Acequia

El Agua es la Vida – Water is Life

Beyond the ecological benefits flood irrigation brings to dryland ecologies, Acequias are valuable in their social structure. It is believed that water is sacred and may not be owned, but shared across the community. The people who use the water tend the water. As we face dangers of water privatization, looking towards social structures that maintain essential resource of water in the commons provides the space to keep rivers flowing, maintain functioning foodsheds and widen wildlife corridors through deserts. Acequias are a time tested solution to mitigate the desertification caused by climate change in ways that maintain the capacity of communities to thrive

View of the Distillery in Taos, New Mexico
View of the Taos Distillery kitchen & upper deck from the Casita patio
The Distillery | TAOS, New Mexico

The Taos Distillery is an historic adobe which housed a bootleg operation during prohibition. The moonshine supplied the speakeasy in the back of what is now La Fonda Hotel and was run by Vincente Mares, who tended this land at that time. It sits on the Los Lovatos Acequia, which was built over three hundred years ago. One of five active Acequia networks in Taos, it still provides water to the community through an ancient practice of water sharing. After completing extensive renovations on the home in 2012, the space continues to function as a place for the distillation of ideas and a platform to help realize restorative acts as we explore how to cultivate the high desert steppe through a combination of ancient practices and emergent technologies. SEED to table, hugelCULTURE, aquaponics, Acequias, art & ecology and native plant restoration are all themes that continue to be explored here.

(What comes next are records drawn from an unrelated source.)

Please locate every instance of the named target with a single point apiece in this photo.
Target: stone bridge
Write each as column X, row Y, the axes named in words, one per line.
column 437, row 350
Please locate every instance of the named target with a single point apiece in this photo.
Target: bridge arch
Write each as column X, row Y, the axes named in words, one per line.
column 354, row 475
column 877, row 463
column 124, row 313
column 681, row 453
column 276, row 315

Sampling of Distillery Engagements

The Taos Distillery: Storyteller Residencies & Retreats
Information on staying at our historic adobe in the Land of Enchantment

ACEQUIA: A Creature Conserve Mentorship
Creating Sci-Art Pathways for Conservation 2024
Transforming Thistle – Daniela Jules Garza transforms the prickly plant into tea & art

A Year in Grandpa’s Garden
Follow Thatcher and grandpa as they cultivate the Distillery gardens through an entire season

Secret Supper Club: Pop up dinners in the garden with the Cooking Studio Taos

Clippings
An Artful Adventure in Sustainable Living by Lyn Bleiler | Eco Source Magazine
artists’ diaries: The Tales of Thatcher Gray – A Year in Grandpa’s Garden | edible
Extreme Backyard Gardeners | edible Santa Fe – Albuquerque – Taos

Fieldworks
Neo Rio | Pollinators Plants & People
OCHO | Printmaking with Plants

Water maintained in the commons: a public access fountain in Chefcaouen, Morocco
Public Fountain in Chefchaouen, the Blue Pearl of the Rif
Green Olive Arts | Tetouan, Morocco

2022 Residency exploring the roots of Acequia practice in the Rif
This residency provided the opportunity to explore origins of Acequias. Having adapted systems that originated in Persia four thousand years ago, Moroccans built sequias throughout the Atlas and Rif Mountains. Upon establishment of alAndalus on the Iberian Peninsula in the 9th century, they built the same systems as part of their farm networks. After the Spanish pushed Andalusians back into Northwestern Africa, they recognized the benefit of flood irrigation to amplify the water tower effect offered by mountain hydrology to broaden alluvial plains through dry steppe ecologies in order to cultivate the desert. The Spanish kept the systems in place, and eventually carried these methodologies to the Americas to install or broadened indigenous systems though the Andes, Patagonia, Mexico and the desert Southwest.

EXPLORE the Rif

Walk up the Zarka Valley to see verdant farms thriving despite the mid summer heat

Urban Farm utilizing Acequias along the Martil River below Tetouan

Printmaking at Green Olive Arts using plants sourced on our walks

Portrait of artist Daniela Jules Garza and Luis de Letur in Spain as we tour the Acequia network at the headwaters of the Sagura River.
Daniela Jules Garza listens to Luis de Letur explain how he found funding to restore acequias he feels dates back to before the Romans to the indigenous Iberian practices of the region.
The community of Letur tends Acequias that function both socially and ecologically.
AADK | Blanca, Spain

2023 Residency exploring Acequias in the Sagura watershed
Blanca sits on the Sagura river and is located in an area known as the ‘huerta’ or gardens of Europe for the long tradition of growing a wide array of produce. It was the last Muslim stronghold before they were pushed back into Morocco in the 15th Century. They left their mark on the landscape with extensive networks of Acequias throughout the Sagura watershed. A residency at AADK explores the range of water use in the valley; from functional community networks to the privatization of water to the exploitation of aquifers.

Acequia installation at AADK in La Huerta of Spain

Eco-printing with rust-activated water in the hot, mid-summer sun

Abandoned Acequia lay like bones across fallow fields above Blanca. Surprisingly pollinators abound where they are absent from actively cultivated fields below.